If we ever get a font collection file with two fonts that have identical 'loca' tables that could've been shared but weren’t - I can leave with that!

> A font doesn’t have to use all of the glyphs (using only a subset from 
> a shared 'glyf' table is fine, as we discussed earlier) but when using 
> a shared 'glyf' table a font has to share the associated 'loca' table 
> to find the glyph records you need
> - the subset in use by each font in a collection will be determined by 
> 'cmap' table that translates codepoints to glyph indices.

That's not quite true.  The entries for unused glyphs could be removed (and glyphs renumbers for the font).  I'm not sure what, if anything, goes wrong if the loca table indicates that the glyf table is much shorter than it actually is.  If it is acceptable, then one of the loca tables might use 16-bit offsets while the other had to use 32-bit offsets, and thereby save some space.

[VL] I am afraid you're confusing two different use cases - the purpose of font subsetting would be to remove the unused glyph entries to make the individual font file smaller; however, the purpose of creating a font collection is to reuse the same glyph records that are shared between different fonts. Therefore, it is given that there will be glyphs that are used by one font in a collection but not the other. The 'cmap' table for each font in a collection would have only the codepoints supported by that font and would translate them to a subset of glyph indices, but the 'loca' table has to be complete so that a font engine can fetch the physical glyph records from their correct locations in the glyph table. Offsets and 'loca' table format are determined by the size of the 'glyf' table, not by the number of glyphs supported by a font.

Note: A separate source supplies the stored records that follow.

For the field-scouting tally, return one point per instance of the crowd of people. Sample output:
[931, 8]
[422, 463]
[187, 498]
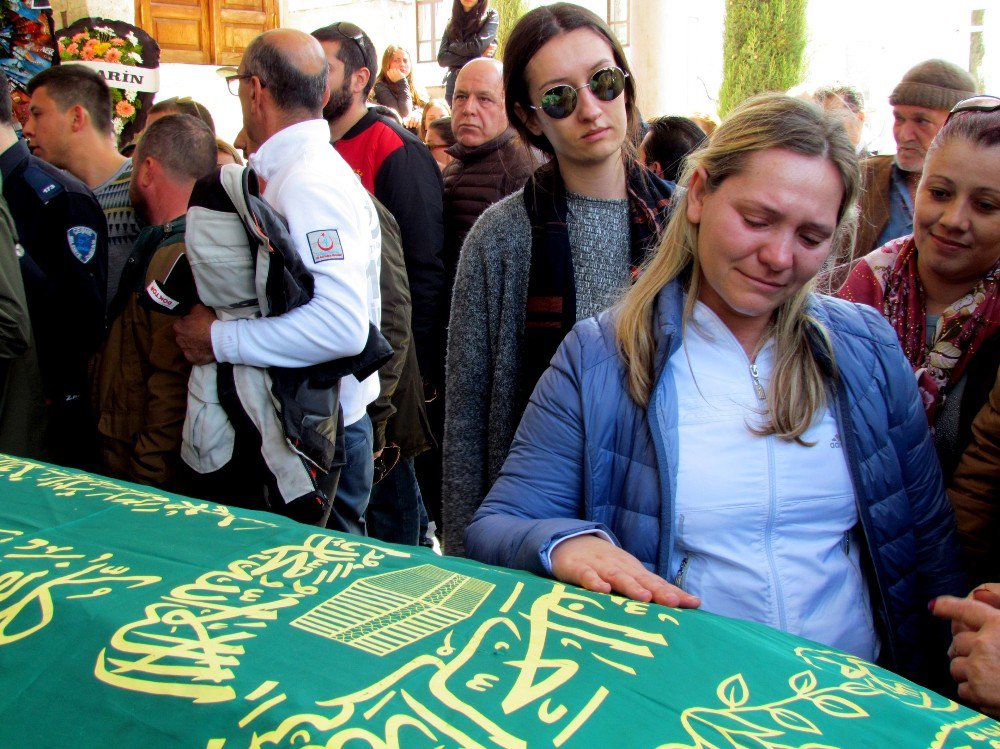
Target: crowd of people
[746, 368]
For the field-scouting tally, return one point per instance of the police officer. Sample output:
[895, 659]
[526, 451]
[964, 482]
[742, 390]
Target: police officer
[64, 264]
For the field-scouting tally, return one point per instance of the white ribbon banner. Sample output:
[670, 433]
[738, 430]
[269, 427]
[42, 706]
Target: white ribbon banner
[127, 77]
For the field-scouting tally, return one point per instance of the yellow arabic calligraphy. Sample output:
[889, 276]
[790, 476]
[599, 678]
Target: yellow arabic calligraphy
[65, 482]
[558, 619]
[26, 591]
[190, 641]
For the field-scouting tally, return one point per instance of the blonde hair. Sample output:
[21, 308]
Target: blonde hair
[797, 390]
[419, 97]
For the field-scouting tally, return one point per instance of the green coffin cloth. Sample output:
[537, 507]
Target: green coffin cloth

> When dealing with a font resource downloaded from a web server (and, 
> hence, dealing with the built-in risks associated with possible 
> malicious intent), WOFF2 decoders will attempt to analyze font 
> structures and will invalidate anything that has wrong data - fonts 
> with overlapping tables, fonts that share wrong glyf/loca pairs, or 
> share one table but not the other, etc. Properly constructed font 
> files (assuming they were built using tools that do things the right
> way) will not be affected, and it will sure have no effect on authors 
> who produce font collections using those tools. I don't see any reason 
> to be concerned about it.

It is the *encoder" that is to reject because there is not a one-to-one correspondence of glyf and loca tables.  The structure of a WOFF2 file guarantees a one-to-one correspondence within a WOFF2 file - the loca table has to follow the corresponding repackaged glyf table.  Now, if there are two inequivalent loca tables for one glyf table, or two different glyf tables for one loca table, the encoder in general does need to produce two pairs of glyf and loca tables if there is to be any confidence that the WOFF2 file will define the same glyphs as the TTC.

[VL] Again, you seem to be making an assumption that compressed WOFF2 files cannot be touched or 'doctored' in any way and I would argue that your assumption is wrong. In practical cases, the encoding process would happen in a controlled environment (e.g. Monotype production process for web fonts where all input fonts are checked and validated before encoding them as web fonts), and then the webfonts are stored on multiple servers around the globe (including those that are part of the third party CDN network not controlled by us) to enable their use by our subscriber base. It is much more likely that already encoded WOFF1 or WOFF2 files might be subjected to malicious modifications, and it is the job of the decoder to catch what it can and prevent maliciously modified font from loading.